Pour l’exploiter, un attaquant peut monter un système de fichiers de l’hôte dans le conteneur : mount /dev/sda1 /mnt
. Une fois monté, il peut accéder aux fichiers sensibles de l’hôte ou modifier son environnement à l’aide de la commande chroot
: chroot /mnt
.
CAP_SYS_PTRACE
Cette capability autorise le débogage et l’injection de code dans d’autres processus. Elle est fréquemment utilisée par des outils de diagnostic, mais elle peut également être exploitée pour manipuler des processus critiques. L’attaquant peut identifier un processus avec des privilèges élevés à l’aide de ps aux
puis utiliser un outil comme gdb
pour attacher un processus et y injecter du code malveillant.
CAP_SYS_MODULE
Cette capability permet de charger ou décharger des modules dans le noyau. Elle est particulièrement critique, car un module malveillant peut donner à l’attaquant un contrôle total sur l’hôte. L’attaquant peut charger un module malveillant pour exécuter un code arbitraire avec les privilèges root.
CAP_DAC_READ_SEARCH
Cette capability permet de contourner les restrictions de lecture sur des fichiers ou des répertoires protégés, même si les permissions standards ne le permettent pas. L’attaquant peut lire des fichiers sensibles de l’hôte.
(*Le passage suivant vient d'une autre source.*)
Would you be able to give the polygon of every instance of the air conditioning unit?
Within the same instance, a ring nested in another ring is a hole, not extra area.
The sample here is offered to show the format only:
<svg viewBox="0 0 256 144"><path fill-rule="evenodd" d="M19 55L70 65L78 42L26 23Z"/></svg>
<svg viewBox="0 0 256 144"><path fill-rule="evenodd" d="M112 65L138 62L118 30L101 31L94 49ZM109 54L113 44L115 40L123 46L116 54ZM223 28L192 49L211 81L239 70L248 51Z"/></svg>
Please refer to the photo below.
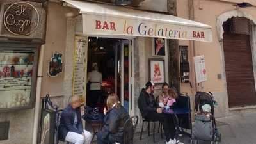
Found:
<svg viewBox="0 0 256 144"><path fill-rule="evenodd" d="M132 0L115 0L115 4L118 6L126 6L132 3Z"/></svg>

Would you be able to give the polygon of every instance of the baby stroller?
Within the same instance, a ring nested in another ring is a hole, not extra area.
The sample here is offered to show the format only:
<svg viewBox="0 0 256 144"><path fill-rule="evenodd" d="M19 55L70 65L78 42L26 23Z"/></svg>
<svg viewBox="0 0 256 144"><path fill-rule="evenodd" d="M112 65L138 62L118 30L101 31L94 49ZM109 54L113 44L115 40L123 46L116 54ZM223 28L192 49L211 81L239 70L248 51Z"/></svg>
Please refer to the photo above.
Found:
<svg viewBox="0 0 256 144"><path fill-rule="evenodd" d="M211 92L196 92L195 110L198 114L195 116L191 144L198 144L198 140L211 141L211 144L218 144L221 142L221 135L218 131L214 117L216 104ZM207 115L205 115L206 110Z"/></svg>

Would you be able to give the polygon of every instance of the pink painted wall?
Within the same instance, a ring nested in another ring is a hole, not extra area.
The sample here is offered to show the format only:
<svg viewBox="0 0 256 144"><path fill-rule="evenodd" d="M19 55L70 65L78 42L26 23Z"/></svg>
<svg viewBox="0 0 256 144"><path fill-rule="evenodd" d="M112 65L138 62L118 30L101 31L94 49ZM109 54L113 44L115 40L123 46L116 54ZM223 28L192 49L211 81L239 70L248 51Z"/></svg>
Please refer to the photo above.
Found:
<svg viewBox="0 0 256 144"><path fill-rule="evenodd" d="M232 1L230 3L229 1ZM256 1L239 1L239 0L194 0L195 21L212 26L213 41L212 42L195 42L195 56L204 55L205 58L205 67L207 72L207 79L202 83L200 88L205 91L223 92L224 83L223 79L217 78L218 74L222 74L221 45L218 41L216 31L217 17L228 11L235 10L236 6L234 2L249 2L256 4ZM189 19L189 1L177 1L177 15L179 17ZM255 7L239 8L241 11L245 12L256 19L256 8ZM189 45L189 42L179 41L180 45ZM191 56L190 58L192 57ZM191 62L193 62L191 61ZM191 76L193 77L193 76ZM182 92L189 92L190 87L187 84L181 84Z"/></svg>

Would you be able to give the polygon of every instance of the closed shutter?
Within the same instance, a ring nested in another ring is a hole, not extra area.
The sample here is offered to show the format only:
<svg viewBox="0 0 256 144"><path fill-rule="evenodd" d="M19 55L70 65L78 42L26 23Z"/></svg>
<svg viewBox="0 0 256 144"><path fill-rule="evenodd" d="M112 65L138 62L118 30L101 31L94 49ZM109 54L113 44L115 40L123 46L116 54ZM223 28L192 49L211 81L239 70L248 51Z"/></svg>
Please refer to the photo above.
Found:
<svg viewBox="0 0 256 144"><path fill-rule="evenodd" d="M224 34L223 49L229 107L256 104L250 35Z"/></svg>

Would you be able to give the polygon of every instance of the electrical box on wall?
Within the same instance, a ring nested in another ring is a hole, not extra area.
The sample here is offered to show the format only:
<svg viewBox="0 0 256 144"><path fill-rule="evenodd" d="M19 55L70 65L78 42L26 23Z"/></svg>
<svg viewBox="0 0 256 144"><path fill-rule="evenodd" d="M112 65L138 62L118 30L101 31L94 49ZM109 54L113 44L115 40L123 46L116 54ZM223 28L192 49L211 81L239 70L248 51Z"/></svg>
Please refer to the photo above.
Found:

Exploitation d’autres mauvaises configurations
Certaines configurations laxistes permettent aux attaquants de prendre le contrôle de l’hôte, notamment :
- Volumes mal sécurisés : Monter un volume sensible avec
docker run -v /:/mnt
donne accès à l’ensemble des fichiers de l’hôte. - Exposition des sockets Docker : L’accès au socket
/var/run/docker.sock
permet de manipuler directement le démon Docker.